For their part, service providers are showing willingness to play a role in developing talented managers. Ryan Proudfoot, head of Prime Services at RMB, says the bank actively looks to support and foster black talent in the hedge fund industry. RMB has seeded several managers, including Mazi Capital when it stepped away from its joint venture with Visio Capital last year to become independent, as well as Sentio Capital and Bataung Capital.

“The investment has not necessarily come on day one but has often been when managers have needed seed capital to launch new strategies,” says Proudfoot. “FirstRand provides the seed capital via RMB Prime Services and we need to go through an extensive approval process with very strict criteria.”

“Traditionally hedge fund managers have broken away from big institutions after having been in the game for a long time,” says Proudfoot. “There is recognition in the industry that we need to expand the skills base. For us, by supporting these managers as they move out into their own businesses, we are helping to retain talent in the industry and encourage the next generation.”

Improving scores

Ultimately, the process also benefits the service provider, with such initiatives counted on the FirstRand group’s BEE scorecard.

Looking beyond the investment teams operating at single-manager hedge fund firms, other parts of the industry can already boast high-quality demographically representative talent, at fund of funds and consultant level as well as amongst service providers such as administrators, prime brokers and lawyers.

And while having an entirely empowered investment team at the top level is difficult for many firms at this stage, fulfilling BEE criteria in other ways is an achievable target for some.

Cape Town-based Matrix Fund Managers, for example, is classified as a Level III BEE contributor, based on factors such as ownership, employment equity, social and economic spend and enterprise development.

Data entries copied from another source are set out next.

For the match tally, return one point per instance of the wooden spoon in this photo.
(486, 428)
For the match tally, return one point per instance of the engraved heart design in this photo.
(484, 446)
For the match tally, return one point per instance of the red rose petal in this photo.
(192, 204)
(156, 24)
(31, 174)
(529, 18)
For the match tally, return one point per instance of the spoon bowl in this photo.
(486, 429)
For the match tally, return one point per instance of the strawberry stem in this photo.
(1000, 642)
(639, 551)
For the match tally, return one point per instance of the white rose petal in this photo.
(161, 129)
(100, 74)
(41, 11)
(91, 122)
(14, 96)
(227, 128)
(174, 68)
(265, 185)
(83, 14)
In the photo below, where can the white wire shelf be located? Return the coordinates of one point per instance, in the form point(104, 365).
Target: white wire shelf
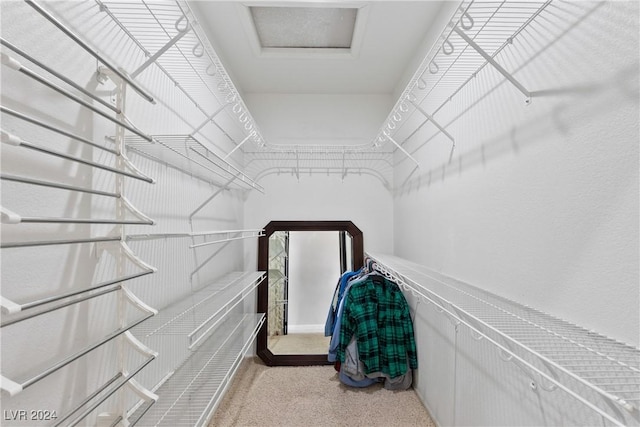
point(330, 160)
point(171, 38)
point(192, 318)
point(192, 394)
point(474, 39)
point(557, 353)
point(188, 154)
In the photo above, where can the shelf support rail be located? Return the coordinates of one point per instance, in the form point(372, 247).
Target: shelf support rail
point(10, 139)
point(430, 118)
point(10, 307)
point(494, 63)
point(209, 119)
point(89, 50)
point(55, 129)
point(160, 51)
point(420, 290)
point(16, 65)
point(229, 238)
point(387, 134)
point(215, 400)
point(122, 379)
point(10, 217)
point(193, 341)
point(50, 184)
point(236, 172)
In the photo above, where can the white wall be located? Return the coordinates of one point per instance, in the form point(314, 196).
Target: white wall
point(318, 118)
point(314, 269)
point(540, 205)
point(287, 118)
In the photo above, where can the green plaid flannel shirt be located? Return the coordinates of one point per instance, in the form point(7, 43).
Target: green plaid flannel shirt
point(377, 312)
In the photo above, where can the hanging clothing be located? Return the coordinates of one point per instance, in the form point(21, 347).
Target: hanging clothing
point(377, 313)
point(329, 325)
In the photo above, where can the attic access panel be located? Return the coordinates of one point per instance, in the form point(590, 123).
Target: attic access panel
point(304, 27)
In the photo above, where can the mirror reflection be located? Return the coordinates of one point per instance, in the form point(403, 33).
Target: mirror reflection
point(304, 267)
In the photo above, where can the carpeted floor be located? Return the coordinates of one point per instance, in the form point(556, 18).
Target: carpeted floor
point(312, 396)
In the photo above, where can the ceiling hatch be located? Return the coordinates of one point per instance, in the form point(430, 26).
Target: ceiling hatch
point(294, 28)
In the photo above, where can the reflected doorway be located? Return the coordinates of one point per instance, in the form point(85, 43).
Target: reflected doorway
point(303, 271)
point(303, 261)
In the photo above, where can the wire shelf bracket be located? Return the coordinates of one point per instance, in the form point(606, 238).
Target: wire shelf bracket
point(525, 337)
point(495, 64)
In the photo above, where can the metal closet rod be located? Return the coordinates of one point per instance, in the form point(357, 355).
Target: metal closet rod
point(225, 240)
point(239, 297)
point(11, 245)
point(148, 236)
point(54, 129)
point(244, 178)
point(17, 141)
point(120, 382)
point(483, 329)
point(12, 63)
point(15, 178)
point(48, 300)
point(65, 79)
point(18, 219)
point(91, 51)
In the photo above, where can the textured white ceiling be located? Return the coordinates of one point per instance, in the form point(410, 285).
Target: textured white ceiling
point(304, 27)
point(389, 38)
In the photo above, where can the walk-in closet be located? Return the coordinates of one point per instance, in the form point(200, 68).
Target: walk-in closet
point(437, 200)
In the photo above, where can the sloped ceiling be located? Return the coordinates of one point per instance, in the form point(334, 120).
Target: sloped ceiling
point(390, 36)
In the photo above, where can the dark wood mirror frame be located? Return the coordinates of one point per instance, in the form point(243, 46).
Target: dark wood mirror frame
point(263, 288)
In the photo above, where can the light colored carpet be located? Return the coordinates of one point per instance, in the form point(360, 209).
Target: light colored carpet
point(299, 344)
point(312, 396)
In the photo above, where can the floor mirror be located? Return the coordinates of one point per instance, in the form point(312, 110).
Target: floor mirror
point(303, 261)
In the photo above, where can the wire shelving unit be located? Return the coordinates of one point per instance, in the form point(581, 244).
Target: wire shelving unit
point(555, 353)
point(193, 392)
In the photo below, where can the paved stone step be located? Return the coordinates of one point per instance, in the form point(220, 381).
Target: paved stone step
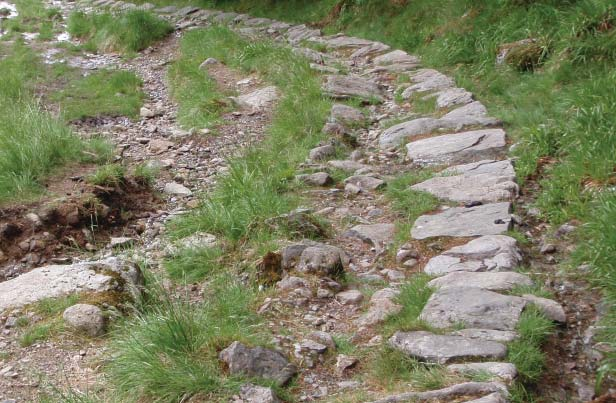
point(473, 308)
point(111, 274)
point(344, 87)
point(485, 188)
point(457, 148)
point(487, 253)
point(497, 281)
point(442, 349)
point(488, 219)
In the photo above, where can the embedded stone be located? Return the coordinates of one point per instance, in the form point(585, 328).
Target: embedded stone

Eben Karsten, who heads business development at Matrix, notes that empowerment is an important part of doing business in South Africa today.

“We support the initiative of Broad-Based Black Economic Empowerment,” he says. “It is hard work to maintain your empowerment ratings especially with the new codes coming into effect from 2015, but we have everything in place to meet the current requirements and it is something we spend a lot of time on. It is important for many of our institutional investors.”

Doing it right

Vawda stresses that it will take time to achieve change, given the country’s uneven economic and political background as well as current factors, including a lack of economic growth, which is restricting retirement fund expansion and therefore, new money going into the investment industry.

“I am all for transformation as long as it is done properly,” she concludes. “We don’t want glorified long-only managers in the hedge fund space. We need managers with alpha-generating skills who can manage a short book as well as gross and net exposures. We are continuously looking for outstanding talent that is uniquely different and there is definitely willingness to support it. Just don’t come and show me what we have seen before.”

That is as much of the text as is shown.